The red beacon was soon lost to the glare of bright landing lights, all of it sinking with precision toward the end of the runway. The jet landed and taxied a short distance to the hangar. The engines spooled down, an entry door was lowered, and a lone figure descended to the ramp. A figure that, even as a shadowed silhouette, set Slaton immediately on edge.
He picked up the camera, adjusted the focus on the long lens. The man was momentarily caught in the spill of the ramp lights, his face clear in the viewfinder. In that moment, Slaton realized why the CIA had sent him here.
It was, he was quite sure, a face he’d seen before.
* * *
President Petrov sat fidgeting behind the desk in his Kremlin office. He looked at the secure phone as he had done a hundred times in the last day. Or so it seemed. After so many years in power, he was not a man used to waiting.
As far as he knew, his plan was going well. Yet things would move quickly now. He spun a half turn in his chair and gazed out the window. Red Square was lost to the gloom, winter ahead of its cruel schedule. He thought acidly of the infernal Paris Accord, the climate agreement he’d signed, but had no intention of honoring. Try to convince a Russian the world is getting warmer.
The square was quiet now, yet there had been a protest two days earlier. Kremlin security had stamped it out quickly, but such outbreaks had been materializing more often. More spontaneously. Something had to change, and very soon.
His musings were interrupted when his secretary announced a visitor.
“Send him in immediately!” Petrov said.
He spun to face the door, but remained in his seat to receive Sergei Durov—the man he’d anointed as director of the FSB.
“What news from Saudi Arabia?” the president asked, knowing Durov wouldn’t be here for any other reason.

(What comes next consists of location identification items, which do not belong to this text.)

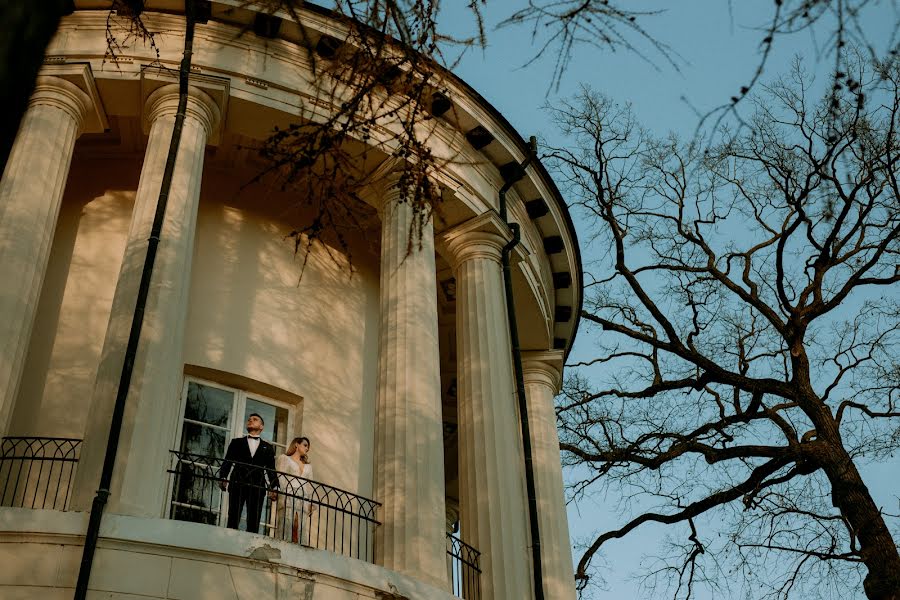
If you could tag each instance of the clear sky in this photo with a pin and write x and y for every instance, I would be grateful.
(716, 45)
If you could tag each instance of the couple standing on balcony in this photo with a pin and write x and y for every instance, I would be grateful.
(252, 464)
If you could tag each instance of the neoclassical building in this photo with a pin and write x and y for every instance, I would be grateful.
(395, 359)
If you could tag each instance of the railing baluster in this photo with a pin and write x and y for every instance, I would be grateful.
(339, 517)
(27, 469)
(465, 573)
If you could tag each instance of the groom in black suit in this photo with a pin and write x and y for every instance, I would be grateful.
(253, 460)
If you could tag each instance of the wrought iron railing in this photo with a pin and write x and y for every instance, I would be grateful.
(304, 511)
(465, 574)
(37, 472)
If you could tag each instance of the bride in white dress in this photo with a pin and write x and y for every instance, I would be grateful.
(293, 511)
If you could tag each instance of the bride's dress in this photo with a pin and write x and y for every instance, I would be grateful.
(293, 522)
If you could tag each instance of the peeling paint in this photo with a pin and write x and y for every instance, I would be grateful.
(264, 552)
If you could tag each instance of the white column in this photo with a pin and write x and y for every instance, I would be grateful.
(542, 381)
(30, 196)
(492, 496)
(409, 448)
(151, 412)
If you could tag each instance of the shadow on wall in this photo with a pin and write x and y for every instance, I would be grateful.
(252, 314)
(76, 297)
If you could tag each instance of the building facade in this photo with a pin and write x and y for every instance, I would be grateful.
(394, 358)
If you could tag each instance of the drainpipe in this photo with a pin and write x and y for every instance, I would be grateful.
(115, 426)
(520, 377)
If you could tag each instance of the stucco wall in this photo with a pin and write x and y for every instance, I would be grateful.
(251, 313)
(148, 558)
(76, 298)
(315, 335)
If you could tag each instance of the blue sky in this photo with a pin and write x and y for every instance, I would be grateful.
(717, 47)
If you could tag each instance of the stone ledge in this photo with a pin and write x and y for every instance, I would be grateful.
(177, 548)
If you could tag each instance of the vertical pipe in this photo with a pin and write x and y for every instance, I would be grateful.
(115, 426)
(520, 376)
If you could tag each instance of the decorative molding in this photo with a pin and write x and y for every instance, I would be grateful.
(257, 83)
(82, 77)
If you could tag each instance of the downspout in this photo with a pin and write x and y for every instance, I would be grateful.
(115, 426)
(519, 374)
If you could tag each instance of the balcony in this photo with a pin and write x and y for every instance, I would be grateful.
(37, 473)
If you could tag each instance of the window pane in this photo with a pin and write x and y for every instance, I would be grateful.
(208, 404)
(275, 419)
(200, 439)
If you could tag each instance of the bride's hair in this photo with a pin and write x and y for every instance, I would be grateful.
(292, 447)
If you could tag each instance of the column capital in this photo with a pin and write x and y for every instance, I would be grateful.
(163, 102)
(92, 117)
(481, 237)
(543, 367)
(64, 95)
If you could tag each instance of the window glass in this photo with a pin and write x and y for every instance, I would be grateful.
(202, 439)
(208, 404)
(211, 418)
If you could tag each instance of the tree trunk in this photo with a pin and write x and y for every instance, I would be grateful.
(876, 545)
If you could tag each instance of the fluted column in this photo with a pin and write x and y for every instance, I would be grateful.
(492, 495)
(409, 448)
(151, 413)
(30, 196)
(542, 372)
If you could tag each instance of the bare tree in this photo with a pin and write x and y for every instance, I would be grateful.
(747, 323)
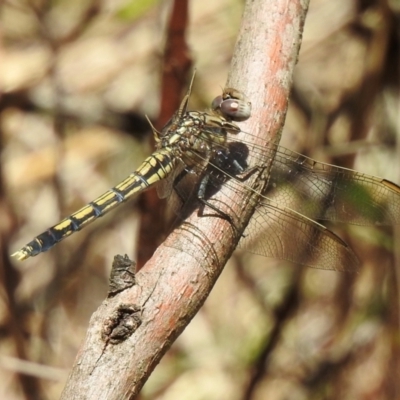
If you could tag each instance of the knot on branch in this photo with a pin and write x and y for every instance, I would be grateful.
(122, 275)
(122, 323)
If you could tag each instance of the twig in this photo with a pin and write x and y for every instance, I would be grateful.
(173, 285)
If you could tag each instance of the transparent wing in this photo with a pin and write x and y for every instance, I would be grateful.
(300, 190)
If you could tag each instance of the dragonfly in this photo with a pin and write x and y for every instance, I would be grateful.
(204, 147)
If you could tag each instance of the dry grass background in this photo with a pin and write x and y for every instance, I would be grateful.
(76, 80)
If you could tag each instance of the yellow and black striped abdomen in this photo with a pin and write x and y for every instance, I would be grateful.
(155, 168)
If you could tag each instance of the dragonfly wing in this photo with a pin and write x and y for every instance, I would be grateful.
(281, 233)
(328, 192)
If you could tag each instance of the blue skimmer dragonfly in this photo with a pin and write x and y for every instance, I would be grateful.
(203, 145)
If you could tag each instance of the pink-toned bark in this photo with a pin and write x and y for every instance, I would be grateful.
(173, 285)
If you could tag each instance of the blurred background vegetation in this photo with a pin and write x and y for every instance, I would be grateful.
(76, 79)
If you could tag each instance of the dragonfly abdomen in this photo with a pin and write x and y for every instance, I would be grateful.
(155, 168)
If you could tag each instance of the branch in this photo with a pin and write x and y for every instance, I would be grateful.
(174, 284)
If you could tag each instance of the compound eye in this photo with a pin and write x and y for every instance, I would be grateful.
(216, 103)
(237, 110)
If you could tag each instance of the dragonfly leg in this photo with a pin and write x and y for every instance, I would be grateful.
(201, 197)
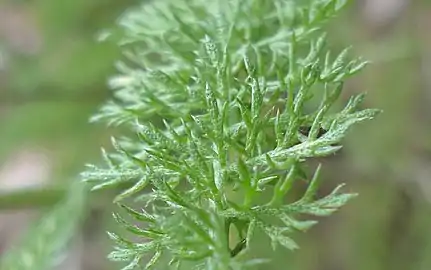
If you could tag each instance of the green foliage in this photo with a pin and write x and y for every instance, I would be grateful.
(219, 94)
(46, 242)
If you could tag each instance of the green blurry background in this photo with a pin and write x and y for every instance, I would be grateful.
(53, 77)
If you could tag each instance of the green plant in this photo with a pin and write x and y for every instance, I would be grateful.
(219, 94)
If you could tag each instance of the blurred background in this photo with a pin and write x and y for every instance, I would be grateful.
(53, 77)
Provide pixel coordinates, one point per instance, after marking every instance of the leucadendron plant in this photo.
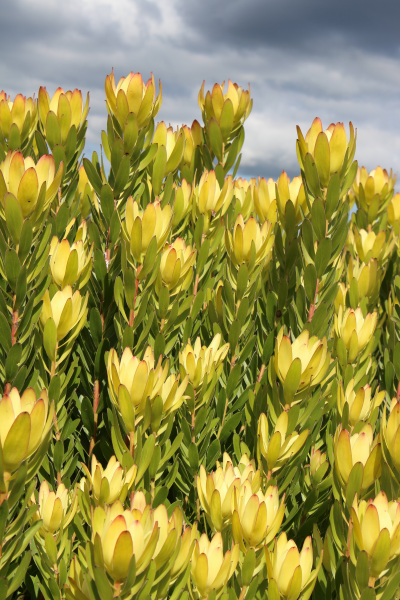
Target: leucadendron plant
(200, 373)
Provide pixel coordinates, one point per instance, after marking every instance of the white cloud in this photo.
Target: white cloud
(75, 44)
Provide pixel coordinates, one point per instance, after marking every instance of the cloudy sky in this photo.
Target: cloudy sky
(303, 58)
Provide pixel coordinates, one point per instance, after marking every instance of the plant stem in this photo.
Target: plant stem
(96, 400)
(312, 307)
(132, 313)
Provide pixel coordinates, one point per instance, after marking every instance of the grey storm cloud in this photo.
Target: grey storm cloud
(339, 61)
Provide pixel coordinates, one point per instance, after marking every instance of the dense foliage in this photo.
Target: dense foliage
(200, 374)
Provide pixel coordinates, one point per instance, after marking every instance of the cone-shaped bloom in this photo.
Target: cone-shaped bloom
(323, 546)
(256, 517)
(143, 226)
(56, 509)
(173, 142)
(215, 490)
(355, 331)
(286, 190)
(244, 192)
(227, 109)
(18, 115)
(328, 148)
(391, 432)
(24, 179)
(199, 361)
(374, 190)
(300, 364)
(176, 267)
(281, 446)
(67, 310)
(291, 570)
(112, 483)
(394, 213)
(67, 107)
(183, 202)
(360, 403)
(132, 95)
(209, 199)
(193, 137)
(70, 265)
(358, 448)
(141, 532)
(85, 191)
(265, 200)
(132, 381)
(369, 245)
(376, 529)
(24, 423)
(250, 243)
(368, 277)
(211, 570)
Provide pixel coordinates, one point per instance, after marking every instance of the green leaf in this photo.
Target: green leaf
(310, 282)
(323, 256)
(194, 457)
(381, 553)
(14, 142)
(176, 154)
(226, 119)
(268, 347)
(14, 217)
(322, 158)
(18, 485)
(51, 548)
(107, 203)
(130, 133)
(332, 195)
(242, 281)
(396, 360)
(282, 293)
(53, 133)
(362, 570)
(58, 456)
(25, 241)
(354, 483)
(99, 364)
(19, 574)
(145, 457)
(230, 425)
(234, 334)
(96, 327)
(20, 288)
(318, 218)
(93, 176)
(87, 415)
(50, 339)
(392, 587)
(308, 238)
(233, 380)
(349, 179)
(102, 584)
(12, 267)
(12, 361)
(312, 178)
(292, 381)
(159, 165)
(163, 301)
(117, 153)
(215, 138)
(248, 567)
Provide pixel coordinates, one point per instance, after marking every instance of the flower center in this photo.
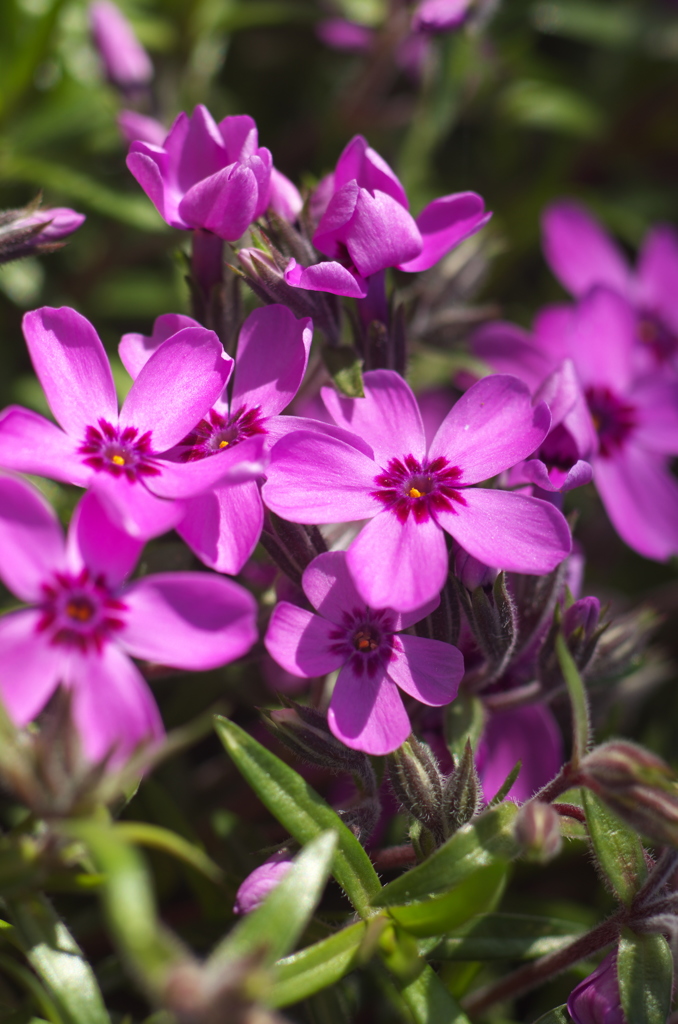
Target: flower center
(421, 488)
(612, 418)
(79, 611)
(217, 432)
(111, 450)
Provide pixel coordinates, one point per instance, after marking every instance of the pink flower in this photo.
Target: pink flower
(125, 456)
(374, 658)
(382, 469)
(83, 623)
(366, 225)
(222, 526)
(211, 176)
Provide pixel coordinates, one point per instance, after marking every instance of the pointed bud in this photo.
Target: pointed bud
(538, 830)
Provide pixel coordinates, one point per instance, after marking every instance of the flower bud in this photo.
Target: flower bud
(538, 830)
(126, 62)
(596, 999)
(261, 881)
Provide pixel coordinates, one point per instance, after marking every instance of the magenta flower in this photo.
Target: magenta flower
(222, 526)
(629, 422)
(374, 658)
(124, 456)
(412, 493)
(211, 176)
(596, 999)
(126, 62)
(367, 226)
(583, 255)
(83, 623)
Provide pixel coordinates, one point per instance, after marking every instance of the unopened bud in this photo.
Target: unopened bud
(637, 785)
(538, 830)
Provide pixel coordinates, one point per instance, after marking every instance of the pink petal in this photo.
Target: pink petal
(313, 477)
(301, 642)
(493, 426)
(640, 497)
(332, 278)
(368, 714)
(136, 349)
(222, 527)
(176, 387)
(113, 706)
(510, 530)
(271, 357)
(580, 252)
(442, 224)
(72, 367)
(602, 340)
(387, 418)
(398, 565)
(31, 443)
(192, 621)
(31, 666)
(428, 670)
(31, 540)
(101, 545)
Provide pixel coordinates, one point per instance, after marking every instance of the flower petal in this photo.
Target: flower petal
(387, 417)
(313, 477)
(428, 670)
(443, 223)
(30, 666)
(188, 620)
(31, 443)
(272, 352)
(580, 252)
(222, 527)
(509, 530)
(398, 565)
(368, 714)
(302, 642)
(493, 426)
(72, 367)
(176, 387)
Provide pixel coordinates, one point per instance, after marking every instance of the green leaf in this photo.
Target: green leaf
(316, 967)
(618, 848)
(142, 834)
(484, 841)
(578, 700)
(477, 894)
(507, 936)
(644, 968)
(278, 924)
(430, 1003)
(301, 811)
(55, 957)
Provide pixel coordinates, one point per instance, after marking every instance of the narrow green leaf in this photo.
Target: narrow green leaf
(316, 967)
(484, 841)
(142, 834)
(506, 936)
(644, 968)
(278, 924)
(618, 848)
(430, 1003)
(55, 957)
(578, 700)
(301, 811)
(477, 894)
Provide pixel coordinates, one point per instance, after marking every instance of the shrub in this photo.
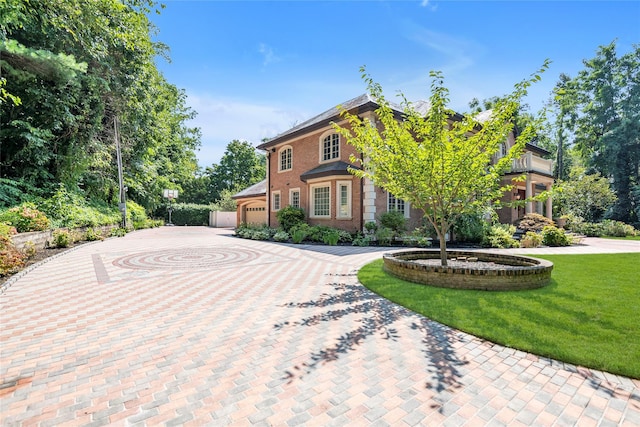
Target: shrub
(69, 209)
(554, 236)
(533, 222)
(361, 240)
(92, 235)
(617, 228)
(281, 236)
(11, 259)
(470, 228)
(260, 235)
(190, 214)
(589, 229)
(384, 236)
(25, 218)
(331, 237)
(500, 236)
(289, 217)
(61, 239)
(371, 227)
(118, 232)
(394, 220)
(29, 249)
(531, 240)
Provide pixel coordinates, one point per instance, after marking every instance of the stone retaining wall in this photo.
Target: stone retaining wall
(44, 239)
(530, 273)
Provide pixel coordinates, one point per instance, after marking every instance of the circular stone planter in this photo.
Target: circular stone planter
(476, 270)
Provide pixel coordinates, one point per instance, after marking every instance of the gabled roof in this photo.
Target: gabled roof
(328, 169)
(357, 105)
(259, 189)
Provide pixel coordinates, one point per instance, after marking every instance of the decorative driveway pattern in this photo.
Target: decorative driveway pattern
(136, 331)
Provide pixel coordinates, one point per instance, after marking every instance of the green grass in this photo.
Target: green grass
(589, 315)
(622, 238)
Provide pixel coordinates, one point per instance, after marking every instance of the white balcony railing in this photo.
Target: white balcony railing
(532, 163)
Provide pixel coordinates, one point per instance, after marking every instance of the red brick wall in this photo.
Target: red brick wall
(306, 156)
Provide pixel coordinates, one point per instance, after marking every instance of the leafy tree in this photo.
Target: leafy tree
(606, 99)
(70, 68)
(587, 196)
(441, 162)
(240, 167)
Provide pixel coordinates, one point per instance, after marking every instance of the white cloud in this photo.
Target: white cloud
(222, 120)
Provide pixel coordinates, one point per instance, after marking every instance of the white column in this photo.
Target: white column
(369, 201)
(549, 203)
(528, 195)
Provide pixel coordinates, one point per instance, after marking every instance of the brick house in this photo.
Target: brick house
(307, 167)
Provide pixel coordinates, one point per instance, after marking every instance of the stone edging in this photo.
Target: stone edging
(522, 272)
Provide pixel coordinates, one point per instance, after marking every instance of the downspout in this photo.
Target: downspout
(267, 192)
(362, 197)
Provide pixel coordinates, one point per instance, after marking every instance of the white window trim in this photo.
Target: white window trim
(407, 206)
(321, 146)
(312, 200)
(349, 214)
(280, 158)
(291, 191)
(273, 201)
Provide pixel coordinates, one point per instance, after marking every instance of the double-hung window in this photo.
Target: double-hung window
(331, 147)
(398, 205)
(321, 200)
(294, 198)
(343, 199)
(286, 159)
(275, 201)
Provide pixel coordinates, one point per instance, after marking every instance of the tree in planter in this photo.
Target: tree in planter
(441, 162)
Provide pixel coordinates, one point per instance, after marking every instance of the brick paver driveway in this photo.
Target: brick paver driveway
(193, 326)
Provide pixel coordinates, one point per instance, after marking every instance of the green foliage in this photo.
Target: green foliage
(70, 209)
(500, 236)
(617, 229)
(190, 214)
(361, 240)
(584, 195)
(240, 166)
(11, 259)
(384, 236)
(531, 240)
(58, 124)
(605, 107)
(118, 232)
(583, 318)
(553, 236)
(255, 232)
(92, 235)
(394, 220)
(470, 228)
(25, 218)
(331, 237)
(225, 203)
(281, 236)
(299, 232)
(61, 239)
(533, 222)
(289, 217)
(440, 163)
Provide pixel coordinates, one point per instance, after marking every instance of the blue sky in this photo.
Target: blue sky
(253, 69)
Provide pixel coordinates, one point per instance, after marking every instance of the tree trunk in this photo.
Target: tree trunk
(443, 249)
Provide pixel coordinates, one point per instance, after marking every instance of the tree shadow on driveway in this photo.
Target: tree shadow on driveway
(379, 317)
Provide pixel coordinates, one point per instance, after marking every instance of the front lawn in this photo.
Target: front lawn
(589, 315)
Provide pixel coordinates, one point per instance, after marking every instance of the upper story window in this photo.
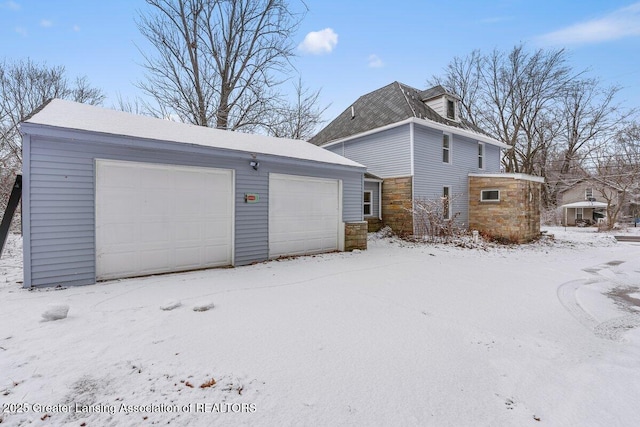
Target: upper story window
(446, 202)
(446, 148)
(451, 109)
(367, 203)
(588, 193)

Not today.
“Our source there tells us everything is operating on schedule.”
“Is he sure?”
“He is only a mid-level man in the National Guard, but very conveniently placed. He’s never been wrong before. Our staff from the Riyadh post have also been keeping their eyes open—everything they’ve seen correlates. The royals will be under way soon.”
Petrov nodded, relieved. “Good. And what of our attribution plan?”
“That is why I came. We finally managed it—the phone intercept we were working on.”
“You can influence our target as hoped?” asked Petrov.
Durov, who was relatively new to his position, said confidently, “Our man will be in place soon. Everything is lining up perfectly.”
Petrov almost relaxed, but saw fit to add a bit of incentive for his latest FSB head. “For your sake … let’s hope that it does.”